Gitleaks-docker crashes due to Git error: unknown option `staged'

[segovia-no]

Describe the bug
When using gitleaks-docker as a pre-commit hook, the execution of the hook will fail due to a Git error, which shows that there is no "staged" option for the git diff command.

To Reproduce

Create a git hook with pre-commit with this configuration in the .pre-commit-config.yaml file

repos:
  - repo: https://github.com/gitleaks/gitleaks
    rev: v8.18.2
    hooks:
      - id: gitleaks-docker
        name: gitleaks
        stages: [commit]
        args: ["-c", "./.gitleaks.toml"]

I'm using an additional .gitleaks.toml configuration file for gitleaks with this content

# This is an extension of GitLeaks configuration to detect MongoDB URI's
title = "Gitleaks MongoDB URI detection rule"

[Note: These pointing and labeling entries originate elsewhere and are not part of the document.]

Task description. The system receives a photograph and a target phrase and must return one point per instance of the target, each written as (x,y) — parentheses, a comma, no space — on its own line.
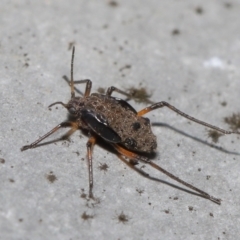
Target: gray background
(196,70)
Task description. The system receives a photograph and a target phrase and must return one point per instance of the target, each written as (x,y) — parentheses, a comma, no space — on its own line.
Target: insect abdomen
(135,132)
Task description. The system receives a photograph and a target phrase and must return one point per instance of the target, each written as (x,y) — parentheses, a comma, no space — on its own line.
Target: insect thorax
(135,132)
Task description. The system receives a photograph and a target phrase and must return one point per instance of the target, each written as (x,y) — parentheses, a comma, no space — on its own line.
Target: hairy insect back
(117,116)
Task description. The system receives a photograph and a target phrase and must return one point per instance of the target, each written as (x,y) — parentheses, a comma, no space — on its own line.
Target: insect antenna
(65,105)
(72,83)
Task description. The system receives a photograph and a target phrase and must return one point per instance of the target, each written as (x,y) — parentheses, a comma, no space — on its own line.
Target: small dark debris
(123,218)
(77,153)
(224,103)
(101,90)
(127,66)
(140,191)
(228,5)
(83,195)
(199,10)
(167,211)
(208,177)
(233,121)
(190,208)
(70,45)
(86,216)
(113,3)
(103,167)
(2,160)
(51,177)
(214,135)
(175,32)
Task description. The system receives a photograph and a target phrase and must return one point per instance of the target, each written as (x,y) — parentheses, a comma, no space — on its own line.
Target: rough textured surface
(183,52)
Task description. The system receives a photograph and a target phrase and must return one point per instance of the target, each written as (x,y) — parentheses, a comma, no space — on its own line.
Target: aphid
(119,124)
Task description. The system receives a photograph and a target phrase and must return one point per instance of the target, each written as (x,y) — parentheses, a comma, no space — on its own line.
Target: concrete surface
(184,52)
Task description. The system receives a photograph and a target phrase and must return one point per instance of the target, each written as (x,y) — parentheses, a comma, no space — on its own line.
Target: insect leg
(87,81)
(165,104)
(88,86)
(137,157)
(61,125)
(114,89)
(90,145)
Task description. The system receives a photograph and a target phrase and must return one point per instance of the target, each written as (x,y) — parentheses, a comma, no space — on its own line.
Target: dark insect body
(120,125)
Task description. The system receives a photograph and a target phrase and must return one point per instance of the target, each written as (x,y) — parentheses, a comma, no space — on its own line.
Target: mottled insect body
(114,120)
(119,124)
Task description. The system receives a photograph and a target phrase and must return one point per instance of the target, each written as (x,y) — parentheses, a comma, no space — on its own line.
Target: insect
(119,124)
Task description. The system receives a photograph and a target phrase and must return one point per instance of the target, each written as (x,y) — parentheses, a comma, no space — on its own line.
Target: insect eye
(72,110)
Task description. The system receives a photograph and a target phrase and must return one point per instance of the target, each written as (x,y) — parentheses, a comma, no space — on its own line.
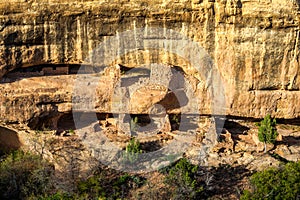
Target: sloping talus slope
(253,43)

# Make this configuration file an extension of the base GitLeaks configuration.
[extend]
useDefault = true

[[rules]]
description = "MONGODB URI"
id = "mongodb-uri"
regex = '''mongodb\+srv:\/\/(.*):(.*)@(.*)'''
secretGroup = 1
tags = ["secrets"]
keywords = ["mongo", "mongodb", "uri"]

Install the hooks using this command
pre-commit install --hook-type pre-commit --hook-type commit-msg --hook-type pre-push

After staging any change, i use git commit, and then Gitleaks fails as shown below:

[INFO] Initializing environment for https://github.com/gitleaks/gitleaks.
gitleaks.................................................................Failed
- hook id: gitleaks-docker
- exit code: 1

○
    │╲
    │ ○
    ○ ░
    ░    gitleaks

7:46PM ERR [git] error: unknown option `staged'
7:46PM ERR [git] usage: git diff --no-index [<options>] <path> <path>

Expected behavior
Gitleaks scans for any leaked information as expected. Git hooks continues to execute normally.

Screenshots
None, same as "To reproduce" steps

Basic Info (please complete the following information):

• OS: macOS Sonoma 14.1 - Apple Silicon M1 CPU
• Gitleaks Version: 8.18.2

Additional context
Is the --staged option of Git deprecated? the synonym is the --cached option.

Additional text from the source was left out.